Las más de 3.000 personas que trabajan allí pertenecen a la etnia indígena y han llevado con ellos su lengua nativa a la capital ecuatoriana.
El quechua no solo se lee en los muros que reciben al visitante: también se enseña en una escuela que se creó para acoger a los hijos de los indígenas.
“Muchos niños del campo fueron rechazados en las escuelas hispanas, algunos fueron bajados de grado, hubo maltrato psicológico y moral. Entonces vimos la necesidad de tener nuestra propia institución”, cuenta Manuel Ilicachi.
Él es oriundo de Chimborazo y uno de los fundadores de una escuela indígena que empezó hace más de 20 años en un patio prestado y ahora ocupa el edificio de la antigua Escuela de Artes y Oficios.
Lugar de aprendizaje. El centro se llama Amauta Rikchiri que, traducido al español, significa el despertar de los sabios. También recibe a niños mestizos que empiezan a palabrear el quechua desde la educación inicial. Este año más de 250 alumnos asisten a este centro y relacionan las actividades escolares con la cosmovisión andina.
“Implementamos nuestros saberes en el currículo escolar; por ejemplo, festejamos los cuatro raymis de nuestros mayores”, explica Esperanza Freire, directora de la escuela.

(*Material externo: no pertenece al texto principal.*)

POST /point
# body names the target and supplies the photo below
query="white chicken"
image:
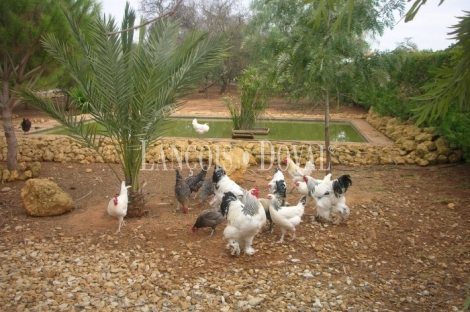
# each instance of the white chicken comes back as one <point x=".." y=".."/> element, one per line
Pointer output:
<point x="200" y="128"/>
<point x="312" y="182"/>
<point x="287" y="218"/>
<point x="222" y="184"/>
<point x="330" y="199"/>
<point x="296" y="172"/>
<point x="244" y="221"/>
<point x="117" y="207"/>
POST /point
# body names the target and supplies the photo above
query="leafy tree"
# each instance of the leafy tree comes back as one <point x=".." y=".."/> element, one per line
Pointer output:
<point x="131" y="86"/>
<point x="452" y="86"/>
<point x="224" y="17"/>
<point x="22" y="57"/>
<point x="317" y="53"/>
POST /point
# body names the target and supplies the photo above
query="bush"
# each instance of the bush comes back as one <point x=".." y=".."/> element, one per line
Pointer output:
<point x="455" y="128"/>
<point x="254" y="97"/>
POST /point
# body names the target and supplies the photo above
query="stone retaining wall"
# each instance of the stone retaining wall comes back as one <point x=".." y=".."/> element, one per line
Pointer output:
<point x="412" y="146"/>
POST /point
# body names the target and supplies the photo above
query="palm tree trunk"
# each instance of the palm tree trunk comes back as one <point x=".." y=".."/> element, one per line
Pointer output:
<point x="8" y="127"/>
<point x="327" y="131"/>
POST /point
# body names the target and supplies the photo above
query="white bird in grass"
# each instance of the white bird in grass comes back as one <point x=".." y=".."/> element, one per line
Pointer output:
<point x="200" y="128"/>
<point x="117" y="206"/>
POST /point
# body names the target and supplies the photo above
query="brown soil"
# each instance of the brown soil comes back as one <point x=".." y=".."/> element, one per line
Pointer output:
<point x="409" y="229"/>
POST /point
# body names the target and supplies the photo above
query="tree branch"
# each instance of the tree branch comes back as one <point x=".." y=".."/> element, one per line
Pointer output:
<point x="169" y="13"/>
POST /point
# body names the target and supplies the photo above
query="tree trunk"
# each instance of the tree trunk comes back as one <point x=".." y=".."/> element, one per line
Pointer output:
<point x="8" y="127"/>
<point x="327" y="132"/>
<point x="223" y="89"/>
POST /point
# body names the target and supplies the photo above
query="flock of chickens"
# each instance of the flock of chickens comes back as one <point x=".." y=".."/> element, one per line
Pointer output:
<point x="244" y="212"/>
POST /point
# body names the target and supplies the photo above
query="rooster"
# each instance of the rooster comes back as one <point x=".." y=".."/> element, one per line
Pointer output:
<point x="208" y="218"/>
<point x="26" y="125"/>
<point x="182" y="192"/>
<point x="195" y="181"/>
<point x="329" y="197"/>
<point x="296" y="172"/>
<point x="207" y="190"/>
<point x="200" y="128"/>
<point x="117" y="207"/>
<point x="244" y="220"/>
<point x="286" y="217"/>
<point x="278" y="187"/>
<point x="222" y="184"/>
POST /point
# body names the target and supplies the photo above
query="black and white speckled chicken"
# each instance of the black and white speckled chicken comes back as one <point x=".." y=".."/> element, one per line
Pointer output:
<point x="182" y="192"/>
<point x="330" y="198"/>
<point x="208" y="218"/>
<point x="207" y="190"/>
<point x="195" y="181"/>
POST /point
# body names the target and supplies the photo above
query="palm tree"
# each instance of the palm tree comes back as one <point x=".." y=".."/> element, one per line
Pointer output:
<point x="131" y="87"/>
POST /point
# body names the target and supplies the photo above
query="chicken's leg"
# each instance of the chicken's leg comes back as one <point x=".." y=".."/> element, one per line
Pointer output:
<point x="282" y="237"/>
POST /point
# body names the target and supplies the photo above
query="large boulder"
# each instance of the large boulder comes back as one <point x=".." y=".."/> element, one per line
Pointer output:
<point x="44" y="198"/>
<point x="235" y="163"/>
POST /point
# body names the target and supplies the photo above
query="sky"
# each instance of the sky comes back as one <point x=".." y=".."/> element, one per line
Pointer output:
<point x="428" y="29"/>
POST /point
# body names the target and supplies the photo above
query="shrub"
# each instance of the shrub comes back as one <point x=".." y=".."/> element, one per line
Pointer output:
<point x="254" y="97"/>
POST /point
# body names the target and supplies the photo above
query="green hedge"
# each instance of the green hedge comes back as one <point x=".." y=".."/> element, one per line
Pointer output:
<point x="408" y="73"/>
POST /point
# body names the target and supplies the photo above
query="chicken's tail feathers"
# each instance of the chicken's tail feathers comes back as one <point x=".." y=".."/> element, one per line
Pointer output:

“Mes a mes vamos plasmando en lo escolar lo que hacemos en las comunidades y que en la ciudad se pierde. Recién pasamos el Kulla Raymi (preparación de la tierra), que coincide con el inicio del año escolar. Nosotros les explicamos a los niños que ellos son como la tierra fértil que se prepara para recibir las semillas del conocimiento”, añade.
Pero, a pesar de que los indígenas otorgan el sello de interculturalidad al mercado de San Roque, ellos están en el último eslabón de la cadena de trabajo y son un ejemplo de la desigualdad imperante.
Se emplean como cargadores, desgranadores y voceadores de la mercadería ajena y ganan entre cinco y 10 dólares por jornada de trabajo.
Empiezan a las cuatro de la madrugada y terminan a las cuatro de la tarde.
“No tengo estudios para cambiar de trabajo, toca estar aquí hasta que Dios quiera”, dice Segundo Baño, cerca ya de los cuarenta años y capaz de cargar hasta tres quintales de papas (algo más de 45 kilos) de una sola vez.